We thank the reviewer for this comment. In this study, we focused on the mechanism of CSNK2A1 mediated phosphorylation of SIRT6 on Ser338 in chemoresistance. Therefore, we performed xenograft experiments after inducing overexpression of WT CSNK2A1, WT SIRT6, and SIRT6-S338A. Thereafter, based on this mechanism, we evaluated the anticancer effect of CSNK2 inhibitor in vitro. In addition, there are several CSNK2 inhibitors and they have anticancer effects on various types of cancer cells. In our previous reports on the role of CSNK2A1 for the phosphorylation of SIRT6, as we discussed in the discussion section, we have evaluated emodin and CX4945 in breast cancer cells. In addition, we agree with the reviewer that in vivo evaluation of the synergistic effect of emodin with doxorubicin might be very helpful in osteosarcoma patients. Therefore, further evaluation is needed to clearly show the effectiveness of blocking the CSNK2A1-SIRT6 pathway in chemoresistance in osteosarcomas by using various inhibitors of the CSNK2A1-SIRT6 pathway. Concerning this point, we have described this in the discussion section.

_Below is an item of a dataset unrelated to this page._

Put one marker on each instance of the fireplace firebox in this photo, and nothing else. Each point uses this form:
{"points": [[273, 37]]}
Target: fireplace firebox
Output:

However, this study has the limitations that we have used just one CSNK2A1 inhibitor and did not evaluate the effectiveness of emodin in vivo. Therefore, additional studies evaluating the effectiveness of various inhibitors of CSNK2A1 in osteosarcoma are needed.
Minor comments:
Lane 268: “overexpression of CSNK2A1 has not affected…” should be change to “overexpression of CSNK2A1 did not affect…”.
We are very thankful to the reviewer for this comment. In response to the reviewer’s comment, we have revised our manuscript.
Lane 491: “Archive” should be change to “achieve”
We are very thankful to the reviewer for this comment. In response to the reviewer’s comment, we have revised our manuscript.
Author Response File: Author Response.pdf
Round 2
Reviewer 2 Report
The author have now provided compelling evidences for the role of CSNK2A1 and pSIRT6 on the resistance to doxorubicin, and their manuscript has improved in quality. I therefore support its publication.